Number of rows: 21613

Number of columns: 21

We use 18 columns as features (inputs), 1 as target (continuous variable "price"), and drop 2

## First model ANN

♦Hyperparameters:

num_layers: 4

units_0: 243

activation: relu

dropout: False

lr: 0.00038877295727384804

units_1: 441

units_2: 234

units_3: 342

units_4: 252

units_5: 63

units_6: 45

Score: 72580.02265625

♦Metrics:

MAE: 71293.14455383993

MAPE: 0.12926294242315003

RMSE: 129690.04519255627

![images/images_ann/metrics.png](images/images_ann/metric.png)

## Breusch-Pagan Test

♦ The results show signs of **heteroscedesticity** so we perform a **Breusch-Pagan Test** (WLS.ipynb) wich confirms it (**p-value = 0**).

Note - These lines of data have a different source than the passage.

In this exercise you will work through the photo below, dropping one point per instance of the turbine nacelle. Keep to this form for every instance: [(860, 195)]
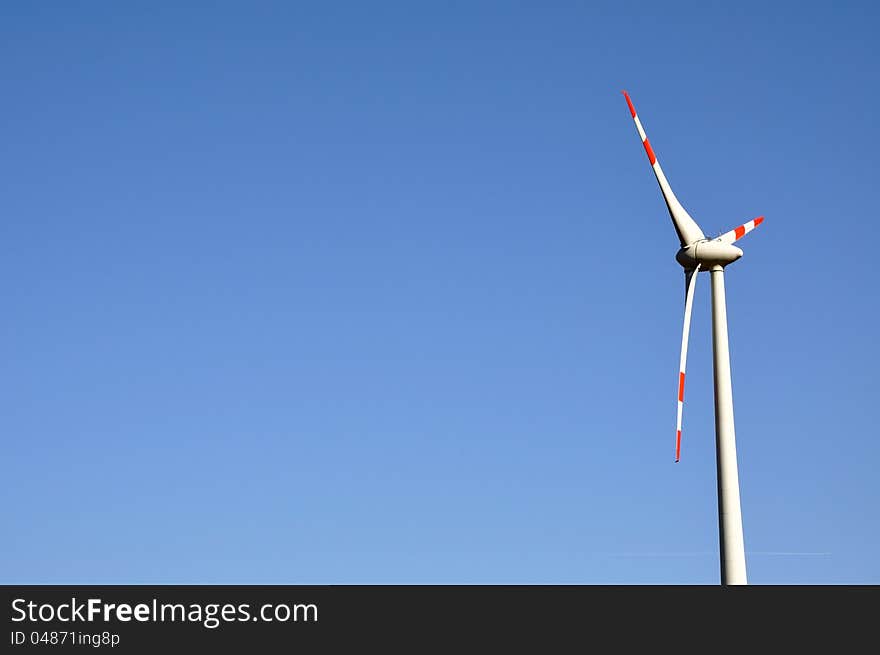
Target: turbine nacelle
[(708, 253)]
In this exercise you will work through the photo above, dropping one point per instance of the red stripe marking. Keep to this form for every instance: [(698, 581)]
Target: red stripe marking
[(632, 110), (650, 151)]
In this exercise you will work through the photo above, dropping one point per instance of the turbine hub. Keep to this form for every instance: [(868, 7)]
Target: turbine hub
[(708, 253)]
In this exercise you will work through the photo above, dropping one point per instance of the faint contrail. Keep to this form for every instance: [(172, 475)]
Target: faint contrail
[(771, 553)]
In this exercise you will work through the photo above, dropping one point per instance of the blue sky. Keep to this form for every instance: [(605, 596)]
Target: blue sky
[(386, 292)]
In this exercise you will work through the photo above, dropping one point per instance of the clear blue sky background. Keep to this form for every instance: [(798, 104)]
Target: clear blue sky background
[(385, 292)]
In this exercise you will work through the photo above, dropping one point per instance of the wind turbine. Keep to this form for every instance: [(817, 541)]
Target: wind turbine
[(699, 253)]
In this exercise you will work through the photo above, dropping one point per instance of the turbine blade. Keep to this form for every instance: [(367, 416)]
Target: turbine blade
[(690, 277), (686, 227), (741, 231)]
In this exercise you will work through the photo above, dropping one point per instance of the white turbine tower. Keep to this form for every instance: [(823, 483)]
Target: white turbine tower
[(699, 253)]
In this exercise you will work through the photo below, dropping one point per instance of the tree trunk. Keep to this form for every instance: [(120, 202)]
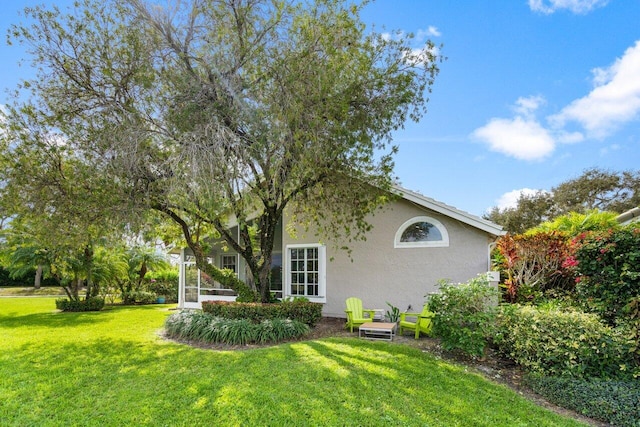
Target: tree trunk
[(38, 279)]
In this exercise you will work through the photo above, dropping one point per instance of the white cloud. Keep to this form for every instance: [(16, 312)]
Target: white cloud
[(606, 150), (510, 199), (521, 138), (526, 107), (431, 31), (614, 100), (575, 6)]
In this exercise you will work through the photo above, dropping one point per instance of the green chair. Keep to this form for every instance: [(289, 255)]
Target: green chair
[(421, 322), (355, 313)]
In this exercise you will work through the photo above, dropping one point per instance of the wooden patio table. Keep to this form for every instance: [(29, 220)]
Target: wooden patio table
[(377, 331)]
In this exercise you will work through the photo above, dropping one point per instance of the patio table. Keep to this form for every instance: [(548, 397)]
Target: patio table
[(377, 331)]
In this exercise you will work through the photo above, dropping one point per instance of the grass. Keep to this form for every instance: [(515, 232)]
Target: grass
[(112, 368), (31, 291)]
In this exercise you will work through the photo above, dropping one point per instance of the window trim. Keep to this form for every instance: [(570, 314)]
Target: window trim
[(322, 271), (229, 256), (428, 244)]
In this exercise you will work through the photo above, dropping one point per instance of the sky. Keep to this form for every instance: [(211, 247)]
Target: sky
[(531, 93)]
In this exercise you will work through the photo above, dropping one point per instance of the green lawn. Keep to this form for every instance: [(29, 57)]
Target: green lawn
[(111, 368)]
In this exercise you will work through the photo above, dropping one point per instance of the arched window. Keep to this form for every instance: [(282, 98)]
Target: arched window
[(421, 231)]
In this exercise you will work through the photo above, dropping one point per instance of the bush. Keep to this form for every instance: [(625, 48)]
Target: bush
[(608, 265), (91, 304), (464, 315), (141, 297), (164, 283), (532, 265), (615, 402), (201, 326), (303, 311), (562, 342)]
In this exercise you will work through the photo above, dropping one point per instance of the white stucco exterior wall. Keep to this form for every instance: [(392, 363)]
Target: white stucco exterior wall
[(378, 273)]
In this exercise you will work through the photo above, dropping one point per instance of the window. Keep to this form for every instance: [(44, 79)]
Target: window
[(275, 278), (421, 231), (306, 271), (229, 262)]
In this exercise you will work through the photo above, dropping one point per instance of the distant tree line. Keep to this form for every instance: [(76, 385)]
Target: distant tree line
[(595, 189)]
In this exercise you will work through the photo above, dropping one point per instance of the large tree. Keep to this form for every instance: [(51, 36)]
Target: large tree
[(219, 113)]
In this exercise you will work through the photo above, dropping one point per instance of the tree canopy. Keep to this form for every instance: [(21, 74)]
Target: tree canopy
[(223, 112)]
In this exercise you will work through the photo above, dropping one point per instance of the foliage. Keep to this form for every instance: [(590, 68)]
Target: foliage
[(393, 314), (115, 356), (611, 401), (90, 304), (464, 315), (142, 297), (139, 261), (202, 326), (8, 279), (598, 189), (533, 264), (164, 283), (574, 223), (306, 312), (215, 113), (562, 342), (530, 211), (608, 266), (595, 189)]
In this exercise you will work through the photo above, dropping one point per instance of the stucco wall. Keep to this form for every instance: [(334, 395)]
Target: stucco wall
[(377, 272)]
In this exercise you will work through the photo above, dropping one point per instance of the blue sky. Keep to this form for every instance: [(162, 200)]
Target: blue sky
[(532, 93)]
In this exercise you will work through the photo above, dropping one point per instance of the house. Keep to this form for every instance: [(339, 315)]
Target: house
[(415, 242)]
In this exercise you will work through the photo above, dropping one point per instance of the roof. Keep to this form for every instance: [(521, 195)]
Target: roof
[(450, 211)]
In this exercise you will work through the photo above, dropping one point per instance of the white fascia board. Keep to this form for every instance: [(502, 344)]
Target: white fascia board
[(450, 211)]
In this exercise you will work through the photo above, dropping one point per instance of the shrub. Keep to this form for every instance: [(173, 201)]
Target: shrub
[(91, 304), (303, 311), (615, 402), (532, 265), (609, 269), (464, 315), (164, 283), (201, 326), (141, 297), (562, 342)]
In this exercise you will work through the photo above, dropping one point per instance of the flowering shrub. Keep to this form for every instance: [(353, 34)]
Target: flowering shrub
[(533, 264)]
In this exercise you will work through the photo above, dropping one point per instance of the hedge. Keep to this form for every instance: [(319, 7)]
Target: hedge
[(565, 342), (616, 402), (199, 326), (91, 304), (306, 312)]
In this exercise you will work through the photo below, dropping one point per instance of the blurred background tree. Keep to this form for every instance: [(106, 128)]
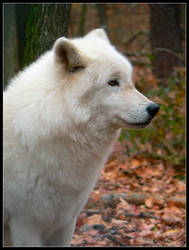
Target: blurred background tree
[(166, 39), (30, 30)]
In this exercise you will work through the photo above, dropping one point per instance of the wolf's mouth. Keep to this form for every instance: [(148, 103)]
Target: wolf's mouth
[(138, 124)]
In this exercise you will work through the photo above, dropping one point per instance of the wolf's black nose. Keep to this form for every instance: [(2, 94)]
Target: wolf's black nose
[(152, 109)]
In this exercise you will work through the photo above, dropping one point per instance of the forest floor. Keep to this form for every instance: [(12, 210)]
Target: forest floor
[(136, 202)]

## Trying to solve **heteroscedesticity**.

There are several ways to overcome **heteroscedesticity**, one of them is to try to transform the target.

### ANN with Box-Cox transformation.

We transform the target with **Box-Cox** (ANN_regression_Box_Cox.ipynb) and store its **lambda** value. After training the **ANN** we detransform using the inverse **Box-Cox** function with **lambda** the predicted values and obtain the metrics

♦Metrics:

MAE: 76957.75244332664

MAPE: 0.14025944529697412

RMSE: 141284.0378744411

![images/images_box/metricfinal.png](images/images_box/metricfinal.png)

![images/images_box/res.png](images/images_box/res.png)

### WLS model.

Another solution may be to use a weighted least squares (WLS) model that we developed (WLS.ipybn) using the **statsmodels** library.

First we need to get **MSE** from the trained **OLS** model so that we can use it to assign **weights** as parameter in **WLS**.

♦Metrics:

![images/imageswls/metrics.jpg](images/imageswls/metrics.jpg)

![images/imageswls/metrics2.jpg](images/imageswls/metrics2.jpg)

OlS MAE: 125881.5718112254

OlS MAPE: 0.25561092052451

OlS RMSE: 201188.16048555568

==================

WLS MAE: 118120.09129246318

WLS MAPE: 0.21997946214696784

WLS MAPE: 217696.18526827247

♦Results:

Although **WLS** performs better than **OLS** as it is supposed to do in this case, both models perform poorly compared to our **ANN** with MAE: 72580.02265625.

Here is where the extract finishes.